Dawson earned her associate degree in nursing from Penn State Mont Alto in 2003 to become a registered nurse.

“I think education is always a good way to get a step up and get a change of pace,” she said.

Amy Lawson, 51, of McConnellsburg, Pa., battled seemingly insurmountable odds to receive her diploma.

In November 2009, Lawson was laid off from the company that she had been employed with for more than 20 years.

“I enrolled at Penn State, and after 2 1/2 years earned an associate degree as a physical therapy assistant,” she said.

While attending college, she was diagnosed with breast cancer in November 2011.

Undaunted, Lawson soldiered on, attending class while undergoing chemotherapy.

Lawson is in remission and is looking forward to a bright future.

“We’re not done yet,” Lawson said. “I want to get a job.

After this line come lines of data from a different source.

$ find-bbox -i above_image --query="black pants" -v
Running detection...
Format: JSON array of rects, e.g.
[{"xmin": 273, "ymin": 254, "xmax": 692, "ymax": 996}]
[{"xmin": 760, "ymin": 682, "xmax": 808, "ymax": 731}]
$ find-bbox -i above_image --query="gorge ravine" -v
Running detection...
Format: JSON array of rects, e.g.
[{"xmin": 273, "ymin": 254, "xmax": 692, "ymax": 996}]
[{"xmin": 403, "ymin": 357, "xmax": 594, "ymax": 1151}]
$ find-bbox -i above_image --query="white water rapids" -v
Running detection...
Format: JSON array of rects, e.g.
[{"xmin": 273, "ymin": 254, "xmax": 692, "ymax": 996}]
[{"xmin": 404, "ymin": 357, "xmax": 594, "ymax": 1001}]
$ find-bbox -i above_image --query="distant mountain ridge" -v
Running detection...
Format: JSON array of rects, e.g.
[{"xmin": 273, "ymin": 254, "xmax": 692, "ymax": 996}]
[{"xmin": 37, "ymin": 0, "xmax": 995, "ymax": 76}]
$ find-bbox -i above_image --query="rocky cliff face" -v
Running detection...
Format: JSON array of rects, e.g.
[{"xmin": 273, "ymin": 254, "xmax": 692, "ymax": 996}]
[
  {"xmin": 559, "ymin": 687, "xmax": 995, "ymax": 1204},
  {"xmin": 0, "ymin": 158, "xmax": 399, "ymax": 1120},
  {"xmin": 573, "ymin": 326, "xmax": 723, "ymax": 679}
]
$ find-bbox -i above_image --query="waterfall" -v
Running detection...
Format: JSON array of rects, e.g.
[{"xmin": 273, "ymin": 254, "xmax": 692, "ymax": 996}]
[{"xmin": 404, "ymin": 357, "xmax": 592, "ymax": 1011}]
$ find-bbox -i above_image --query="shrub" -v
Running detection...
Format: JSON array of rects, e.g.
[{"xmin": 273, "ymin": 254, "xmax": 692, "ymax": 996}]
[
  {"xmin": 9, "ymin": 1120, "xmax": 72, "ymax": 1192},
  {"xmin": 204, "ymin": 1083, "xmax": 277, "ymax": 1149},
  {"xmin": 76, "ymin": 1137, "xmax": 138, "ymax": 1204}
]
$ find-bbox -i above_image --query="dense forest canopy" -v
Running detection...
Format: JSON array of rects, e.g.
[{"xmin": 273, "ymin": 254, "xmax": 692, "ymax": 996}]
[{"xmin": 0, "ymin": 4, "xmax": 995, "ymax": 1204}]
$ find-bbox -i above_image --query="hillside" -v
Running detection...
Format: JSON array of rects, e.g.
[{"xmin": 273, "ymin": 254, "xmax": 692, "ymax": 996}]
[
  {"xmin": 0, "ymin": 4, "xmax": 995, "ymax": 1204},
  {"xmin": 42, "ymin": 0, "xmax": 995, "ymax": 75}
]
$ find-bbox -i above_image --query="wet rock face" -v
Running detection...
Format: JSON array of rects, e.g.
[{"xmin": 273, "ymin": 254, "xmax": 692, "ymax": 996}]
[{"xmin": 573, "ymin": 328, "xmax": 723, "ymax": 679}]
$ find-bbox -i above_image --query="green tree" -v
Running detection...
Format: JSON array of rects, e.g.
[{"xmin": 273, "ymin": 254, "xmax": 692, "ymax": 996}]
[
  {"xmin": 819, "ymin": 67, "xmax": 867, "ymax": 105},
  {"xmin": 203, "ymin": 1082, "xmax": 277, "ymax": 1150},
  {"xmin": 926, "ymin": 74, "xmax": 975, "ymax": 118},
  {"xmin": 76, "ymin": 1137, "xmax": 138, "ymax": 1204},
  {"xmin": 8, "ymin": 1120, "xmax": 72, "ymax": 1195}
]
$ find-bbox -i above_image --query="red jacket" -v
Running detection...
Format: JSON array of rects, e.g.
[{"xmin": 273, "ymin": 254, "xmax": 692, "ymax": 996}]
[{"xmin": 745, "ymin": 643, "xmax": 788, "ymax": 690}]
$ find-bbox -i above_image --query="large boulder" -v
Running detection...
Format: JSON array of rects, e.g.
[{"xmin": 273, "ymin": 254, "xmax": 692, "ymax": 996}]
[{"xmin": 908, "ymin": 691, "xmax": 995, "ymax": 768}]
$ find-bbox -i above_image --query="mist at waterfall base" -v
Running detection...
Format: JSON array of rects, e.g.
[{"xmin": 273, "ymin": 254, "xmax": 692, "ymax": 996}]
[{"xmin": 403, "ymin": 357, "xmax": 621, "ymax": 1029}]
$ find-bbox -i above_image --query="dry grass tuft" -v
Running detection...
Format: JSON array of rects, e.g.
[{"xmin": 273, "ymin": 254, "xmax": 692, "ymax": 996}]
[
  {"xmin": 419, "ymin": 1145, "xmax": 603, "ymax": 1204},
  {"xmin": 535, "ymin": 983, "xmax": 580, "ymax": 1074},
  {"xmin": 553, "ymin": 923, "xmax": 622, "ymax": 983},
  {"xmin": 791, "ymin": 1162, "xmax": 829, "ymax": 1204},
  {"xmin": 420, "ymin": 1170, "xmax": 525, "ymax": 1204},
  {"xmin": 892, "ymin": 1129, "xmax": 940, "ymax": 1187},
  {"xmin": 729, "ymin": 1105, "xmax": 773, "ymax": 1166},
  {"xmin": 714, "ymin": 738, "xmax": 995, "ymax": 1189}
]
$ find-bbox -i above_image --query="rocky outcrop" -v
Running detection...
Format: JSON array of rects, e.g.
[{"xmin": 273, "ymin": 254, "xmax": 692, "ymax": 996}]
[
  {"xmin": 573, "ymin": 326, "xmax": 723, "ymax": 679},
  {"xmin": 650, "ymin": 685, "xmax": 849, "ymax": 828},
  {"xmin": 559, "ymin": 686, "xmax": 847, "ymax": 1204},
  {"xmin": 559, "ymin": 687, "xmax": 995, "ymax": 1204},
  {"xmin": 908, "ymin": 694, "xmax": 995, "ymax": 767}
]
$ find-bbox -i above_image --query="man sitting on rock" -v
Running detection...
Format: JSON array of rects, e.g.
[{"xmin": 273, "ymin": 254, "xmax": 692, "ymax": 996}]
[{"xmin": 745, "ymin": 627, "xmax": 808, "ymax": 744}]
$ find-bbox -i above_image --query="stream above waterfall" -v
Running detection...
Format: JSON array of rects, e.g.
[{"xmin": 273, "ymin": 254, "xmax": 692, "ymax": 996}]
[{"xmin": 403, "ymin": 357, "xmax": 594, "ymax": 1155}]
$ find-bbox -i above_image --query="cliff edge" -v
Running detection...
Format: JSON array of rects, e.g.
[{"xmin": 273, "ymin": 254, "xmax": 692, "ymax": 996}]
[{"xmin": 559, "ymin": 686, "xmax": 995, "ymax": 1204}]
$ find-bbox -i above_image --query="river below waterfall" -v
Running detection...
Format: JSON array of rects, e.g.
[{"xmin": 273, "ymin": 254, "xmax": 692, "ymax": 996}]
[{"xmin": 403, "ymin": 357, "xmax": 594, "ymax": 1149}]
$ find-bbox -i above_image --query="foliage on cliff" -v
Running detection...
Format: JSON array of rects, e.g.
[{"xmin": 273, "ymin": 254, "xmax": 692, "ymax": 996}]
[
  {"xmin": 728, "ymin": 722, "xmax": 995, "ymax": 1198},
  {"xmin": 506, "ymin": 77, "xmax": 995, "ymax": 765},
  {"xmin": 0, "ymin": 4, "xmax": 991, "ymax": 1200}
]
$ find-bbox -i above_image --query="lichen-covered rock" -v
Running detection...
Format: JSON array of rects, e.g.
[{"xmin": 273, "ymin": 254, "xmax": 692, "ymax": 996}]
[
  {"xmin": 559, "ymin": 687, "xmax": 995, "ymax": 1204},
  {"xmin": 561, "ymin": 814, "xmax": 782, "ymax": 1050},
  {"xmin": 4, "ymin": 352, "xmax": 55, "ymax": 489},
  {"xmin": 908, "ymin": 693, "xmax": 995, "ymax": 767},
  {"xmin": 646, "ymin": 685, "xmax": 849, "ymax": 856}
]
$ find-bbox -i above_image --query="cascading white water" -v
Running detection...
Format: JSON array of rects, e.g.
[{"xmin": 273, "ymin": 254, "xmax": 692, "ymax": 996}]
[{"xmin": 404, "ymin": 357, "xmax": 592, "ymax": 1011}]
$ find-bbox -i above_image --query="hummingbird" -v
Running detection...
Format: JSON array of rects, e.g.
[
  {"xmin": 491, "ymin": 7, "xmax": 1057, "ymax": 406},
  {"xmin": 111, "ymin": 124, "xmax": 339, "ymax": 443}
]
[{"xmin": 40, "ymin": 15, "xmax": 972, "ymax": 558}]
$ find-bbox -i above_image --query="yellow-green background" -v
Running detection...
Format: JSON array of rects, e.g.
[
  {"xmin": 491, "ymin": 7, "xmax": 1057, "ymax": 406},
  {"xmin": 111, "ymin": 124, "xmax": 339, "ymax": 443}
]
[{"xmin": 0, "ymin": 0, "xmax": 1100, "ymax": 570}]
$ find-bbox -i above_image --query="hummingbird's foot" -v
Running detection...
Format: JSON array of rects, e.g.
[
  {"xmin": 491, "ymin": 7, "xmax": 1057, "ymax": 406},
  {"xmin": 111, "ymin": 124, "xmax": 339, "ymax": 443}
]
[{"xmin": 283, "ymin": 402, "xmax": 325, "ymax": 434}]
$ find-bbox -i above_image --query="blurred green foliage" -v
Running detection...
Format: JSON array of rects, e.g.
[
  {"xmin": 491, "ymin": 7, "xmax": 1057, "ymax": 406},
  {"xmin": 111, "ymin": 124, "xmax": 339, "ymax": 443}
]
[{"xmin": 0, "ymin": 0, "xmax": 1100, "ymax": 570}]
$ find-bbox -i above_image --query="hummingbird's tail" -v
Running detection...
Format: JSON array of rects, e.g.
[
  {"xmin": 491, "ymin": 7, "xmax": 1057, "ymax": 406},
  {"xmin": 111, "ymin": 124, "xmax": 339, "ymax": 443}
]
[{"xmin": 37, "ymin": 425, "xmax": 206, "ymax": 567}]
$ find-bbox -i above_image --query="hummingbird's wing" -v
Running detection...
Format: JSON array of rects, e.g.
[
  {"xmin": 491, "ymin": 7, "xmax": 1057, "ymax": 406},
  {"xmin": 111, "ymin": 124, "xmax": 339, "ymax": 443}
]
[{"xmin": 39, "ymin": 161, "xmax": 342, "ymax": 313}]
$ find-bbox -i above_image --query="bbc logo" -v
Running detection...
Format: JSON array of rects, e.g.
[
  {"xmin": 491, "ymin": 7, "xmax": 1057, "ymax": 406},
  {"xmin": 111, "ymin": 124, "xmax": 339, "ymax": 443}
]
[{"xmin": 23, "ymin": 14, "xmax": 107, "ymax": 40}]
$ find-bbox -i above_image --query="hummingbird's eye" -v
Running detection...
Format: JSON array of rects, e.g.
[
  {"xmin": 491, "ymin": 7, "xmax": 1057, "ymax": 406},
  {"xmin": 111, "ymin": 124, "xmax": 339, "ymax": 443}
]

I want to make some money, and I want to live a little.”

Approximately 152 students participated in Saturday’s commencement held at the school’s Multipurpose Activities Center.

Franklin County Commissioner Robert Ziobrowski was the keynote speaker. His speech compared the game of golf to life.

“The key to success in life, like in golf, is putting yourself in a position to aim for the pin. A good drive, or preparation, will put you in that position,” Ziobrowski said. “There will be risks, but taking a calculated risk leads to great rewards.”

He told the members of the Class of 2012 to take some risks.

“Take a challenging course outside your major, marry the person you love even if you’re not ready because frankly, most of us are never really ready,” Ziobrowski said. “Have children, go for the better job, form your own business, run for office, don’t be afraid of failure.”

Ziobrowski shared some of his own experience with the graduates.

“My father was a surgeon, my mother was a teacher. I grew up in Chambersburg with all the advantages ... I followed my sister and brother to Ivy League schools. Sounds like nothing could go wrong, but it did,” he said. “I flunked out of school twice. Over the next 10 years, I was the night manager of a pool hall. I drove a sandwich truck. I tended bar at a resort in the Poconos.”

But at 28, he said he began to “aim for the pin.”

“I met a woman — a Mont Alto and Penn State grad — and asked her to marry me,” Ziobrowski said. “I left bartending and took a pay cut to go into sales.”

That move led to his starting his own real estate appraisal business.

“At age 45, I went back to college and six years later, completed my bachelor’s degree in economics from Wilson College and about five years ago, against 5-to-1 odds, I ran for and was elected county commissioner,” Ziobrowski said.

Penn State Mont Alto Chancellor David C. Gnage told the members of the Class of 2012 they have the tools to succeed.

“My charge is, continue to dream, continue to learn and go out there and do something great,” Gnage said.